NO INCOMPATIBILITÀ TRA RUOLO DI GOVERNATORE E DI COMMISSARIO DELLA SANITÀ. In materia di Sanità l’Alta Corte si è di fatto già pronunciata nell’autunno scorso, rilevando l’eccesso di poteri commissariali in Campania decretati dai Governi dal 2007 a oggi, a danno dei diritti degli elettori campani. La Conferenza delle Regioni e delle Province autonome, nella riunione del 13 dicembre, ha approvato un ordine del giorno con il quale si richiama il Governo al rispetto dei pronunciamenti della Consulta in materia di Sanità. In particolare, si ritiene necessario rispettare il pronunciamento che impone al tavolo convocato per il Patto della Salute la discussione sulla conferma o sull’eliminazione del regime straordinario, portato avanti da oltre dieci anni, attraverso Piano di Rientro e commissariamento. Inoltre, si esorta il Ministero a prendere atto dei dubbi sollevati dai giudici costituzionali di fronte ad un prolungarsi della sospensione dei poteri ordinari, in luogo del libero esercizio della potestà democratica, sottratta con il commissariamento agli elettori.

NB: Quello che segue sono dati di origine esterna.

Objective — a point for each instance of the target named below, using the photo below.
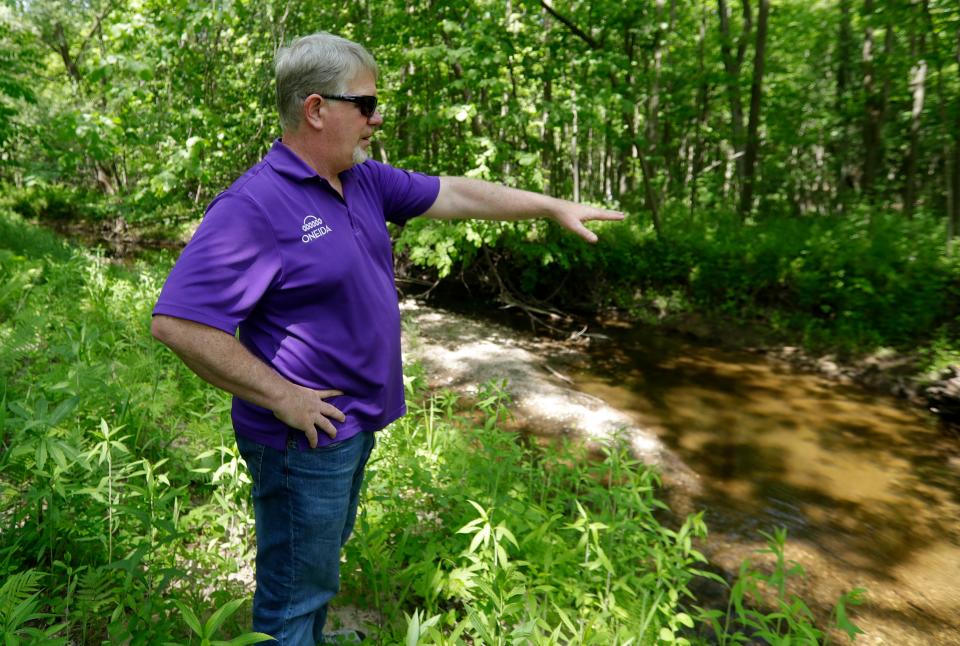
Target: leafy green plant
(207, 630)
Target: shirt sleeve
(405, 194)
(226, 268)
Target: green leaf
(215, 620)
(243, 640)
(190, 618)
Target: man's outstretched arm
(223, 361)
(465, 198)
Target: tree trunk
(756, 89)
(703, 92)
(840, 144)
(732, 67)
(872, 109)
(954, 218)
(918, 77)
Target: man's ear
(314, 111)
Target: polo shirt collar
(285, 162)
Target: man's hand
(304, 409)
(460, 197)
(571, 216)
(223, 361)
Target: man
(297, 255)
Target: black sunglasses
(367, 103)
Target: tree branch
(584, 36)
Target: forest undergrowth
(126, 515)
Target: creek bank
(462, 354)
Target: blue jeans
(305, 503)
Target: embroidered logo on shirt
(313, 228)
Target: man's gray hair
(320, 63)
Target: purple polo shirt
(307, 276)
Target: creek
(868, 486)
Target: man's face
(350, 131)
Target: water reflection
(871, 485)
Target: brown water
(867, 486)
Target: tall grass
(126, 517)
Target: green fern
(19, 605)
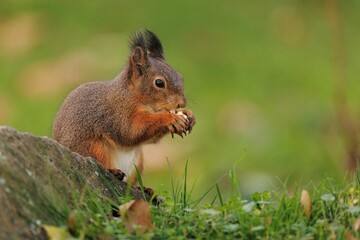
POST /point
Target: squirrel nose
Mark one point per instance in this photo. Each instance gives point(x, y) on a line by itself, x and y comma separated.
point(182, 103)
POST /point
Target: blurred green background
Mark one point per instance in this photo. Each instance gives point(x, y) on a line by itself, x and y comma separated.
point(259, 76)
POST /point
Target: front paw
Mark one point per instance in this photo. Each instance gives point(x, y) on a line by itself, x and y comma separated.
point(179, 124)
point(191, 119)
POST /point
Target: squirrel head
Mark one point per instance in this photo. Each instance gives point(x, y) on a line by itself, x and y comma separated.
point(157, 84)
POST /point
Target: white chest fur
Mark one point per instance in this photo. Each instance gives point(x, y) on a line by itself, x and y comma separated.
point(124, 158)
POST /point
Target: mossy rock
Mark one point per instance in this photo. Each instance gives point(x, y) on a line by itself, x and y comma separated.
point(41, 181)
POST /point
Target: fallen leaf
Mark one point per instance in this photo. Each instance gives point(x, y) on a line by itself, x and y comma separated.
point(136, 213)
point(306, 202)
point(55, 233)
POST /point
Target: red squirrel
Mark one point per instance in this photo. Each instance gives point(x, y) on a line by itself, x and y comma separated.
point(111, 120)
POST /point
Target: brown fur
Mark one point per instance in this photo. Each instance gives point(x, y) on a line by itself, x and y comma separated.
point(127, 111)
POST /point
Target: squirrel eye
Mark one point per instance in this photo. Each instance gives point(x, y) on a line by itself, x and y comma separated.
point(159, 83)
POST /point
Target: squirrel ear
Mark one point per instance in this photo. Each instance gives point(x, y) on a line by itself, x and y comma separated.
point(139, 57)
point(138, 60)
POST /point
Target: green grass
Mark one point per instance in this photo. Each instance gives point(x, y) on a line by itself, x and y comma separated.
point(274, 214)
point(271, 63)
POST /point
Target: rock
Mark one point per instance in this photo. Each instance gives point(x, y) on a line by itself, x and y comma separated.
point(40, 180)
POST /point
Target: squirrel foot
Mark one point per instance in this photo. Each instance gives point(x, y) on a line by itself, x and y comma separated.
point(117, 173)
point(183, 124)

«STOP SOSPENSIONE DELLE PREROGATIVE DEMOCRATICHE IN CAMPANIA IN MATERIA SANITARIA E OSPEDALIERA». La Sanità della Campania non può essere più soggetta a commissariamento, essendo stati risanati i conti ed avendo superato la soglia dei 160 punti nella griglia Lea, i livelli essenziali di assistenza. Con queste motivazioni la Regione Campania ha avviato la diffida formale al Governo, perché riunisca il Consiglio dei Ministri e certifichi la fine del commissariamento, restituendo i pieni poter al Governatore. Il Presidente della Giunta regionale della Campania Vincenzo De Luca intende chiudere entro marzo la partita sul commissariamento, assumendo da subito i pieni poteri nel settore più delicato, dopo quasi dodici anni di poteri straordinari. Si tratta di una scadenza obbligata, in considerazione della data concordata tra la Conferenza delle Regioni e il Ministero per la conclusione dell’iter di approvazione del cosiddetto Patto della Salute 2019, fissata alla data limite del 31 marzo 2019. La stessa Conferenza delle Regioni e delle Province autonome, nella riunione del 13 dicembre, aveva approvato un ordine del giorno con il quale si richiama il Governo al rispetto dei pronunciamenti della Consulta in materia di Sanità, in particolare chiedendo di condividere la decisione in quella sede sul futuro della Sanità in Campania. «Si ritiene necessario rispettare il pronunciamento che impone al tavolo convocato per il Patto della Salute la discussione sulla conferma o l’eliminazione del regime straordinario, portato avanti da quasi dieci anni, attraverso Piano di Rientro e commissariamento», si disse, esortando il Ministero «a prendere atto dei dubbi sollevati dai giudici costituzionali di fronte ad un prolungarsi della sospensione dei poteri ordinari, in luogo del libero esercizio della potestà democratica sottratta con il commissariamento agli elettori». Dunque, sia il Governatore Vincenzo De Luca, che il Ministro Giulia Grillo sanno che una decisione dovrà essere presa al più tardi entro il 31 marzo in sede di Patto della Salute e, questa volta, solo carte alla mano.

Un reparto dell’Ospedale di Avellino, l’Azienda San Giuseppe Moscati

«LIVELLI ESSENZIALI, CAMPANIA ADEGUATA AGLI STANDARD NAZIONALI». La mossa di De Luca, che annuncia di avere raggiunto il diritto al ripristino delle prerogative costituzionali democratiche in materia di servizio sanitario, peraltro in una fase avanzata di confronto sull’autonomia regionale, a questo punto è definitiva. In caso di esito negativo da parte del Ministero alla richiesta che arriverà entro venerdì a Roma si aprirà un conflitto formale, non solo davanti alla Corte Costituzionale. I termini adoperati da Vincenzo De Luca nelle sue esternazioni dei giorni scorsi rivelano l’intenzione di porre all’attenzione dell’opinione pubblica e di tutte le possibilità autorità competenti quella che intende come una ostilità politica. Le carte che riconsegneranno i poteri ordinari alla Campania, sostiene il Governatore, sono quelli prodotti dai tavoli ministeriali di controllo. «Abbiamo raggiunto e superato la soglia dei 160 punti nella griglia Lea, che è l’obiettivo nazionale. Eravamo a quota 104 nel 2015, siamo a 163 oggi. Non c’è più motivo per mantenere il commissariamento, tranne lo squadrismo», aveva dichiarato.